El monje sonrió con amargura.
—Los hombres siempre confunden autoridad con verdad.

Al regresar, Roma ya no era la misma.
Las paredes estaban cubiertas con retratos del “Líder Supremo” —nunca supe su nombre, ni quise saberlo—. En los balcones, la gente gritaba palabras que no entendía.
Vi a un niño levantar el brazo con gesto mecánico, sin expresión, y sentí el mismo frío que me había tocado el día que encontré la estatua.

En las noches siguientes, comencé a escuchar cantos subterráneos, como procesiones bajo el pavimento. A veces, en el silencio, oía el sonido de pasos marchando dentro de mi propia casa.

Una madrugada, los vi.

Cinco hombres vestidos de gris, entrando sin ruido, arrastrando una caja de madera. Me escondí tras un biombo.

Abrieron la caja: dentro estaba el busto.

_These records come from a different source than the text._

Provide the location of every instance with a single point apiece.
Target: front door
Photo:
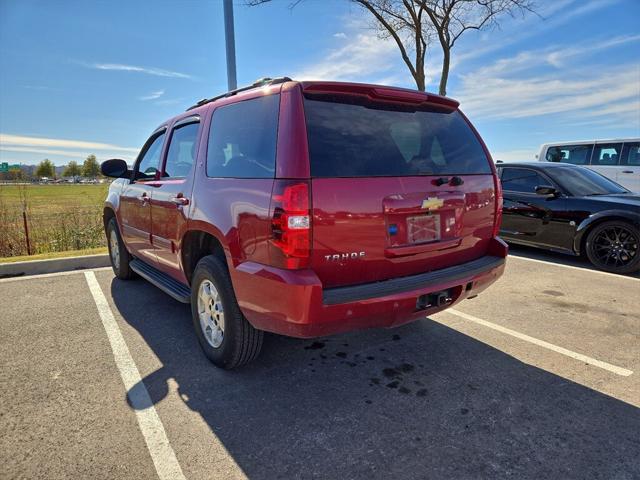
(531, 218)
(172, 196)
(135, 201)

Lo colocaron sobre mi mesa y comenzaron a recitar en latín:

«Omnes servimus sub terra. Vox una, voluntas una.»


Todos servimos bajo la tierra. Una sola voz, una sola voluntad.

Y entonces vi lo imposible: el mármol abrió los ojos. No eran de piedra, sino de carne.

Uno de los hombres cayó de rodillas. El busto habló sin mover los labios:
—La ciudad está casi lista. Falta el eco.

Los demás asintieron, en trance. Uno de ellos me vio, pero su rostro no mostró sorpresa. Me hizo un gesto con la mano: el saludo del régimen.

Desde ese día, los sueños y la vigilia se mezclaron.

Veía las estatuas moverse en las plazas, girar lentamente hacia los balcones del poder.

En la Fontana di Trevi, una mujer me susurró:
—El mármol no está muerto, Aurelio. Son las voces de los que obedecieron.

Intenté escapar de Roma, pero los trenes ya no salían. En la estación, soldados con rostros idénticos patrullaban los andenes, recitando frases sin sentido.

Finalmente, regresé al túnel donde todo comenzó.

El aire olía a hierro y sudor.

El busto estaba ahí, erguido sobre un altar de huesos.
—¿Qué querés de mí? —pregunté.
El mármol sonrió.
—No quiero nada. Ya estás hecho.

Entonces entendí: yo también había comenzado a hablar en sueños, en latín, sin darme cuenta. Había llevado la voz conmigo, la había propagado, como un virus antiguo.

Ahora escribo estas líneas desde una celda.

Afuera, la ciudad canta con una sola garganta.

Dicen que el nuevo orden ha traído paz, disciplina, unidad.
Pero yo sé que no hay unidad sin sacrificio, ni silencio sin cadáveres.

El mármol se alza en cada plaza, mirando hacia el horizonte, con su sonrisa tranquila, inmutable.
Yo lo tallé con mis manos, pero ya no me pertenece.

Cuando cierre los ojos, sé que escucharé su voz una vez más:
“Ego sum Roma. Et Roma sum ego.”
Yo soy Roma. Y Roma soy yo.

Y entonces entenderé que el horror no estaba en los dioses antiguos, sino en nosotros, los que aún creemos que obedecer es una forma de amor.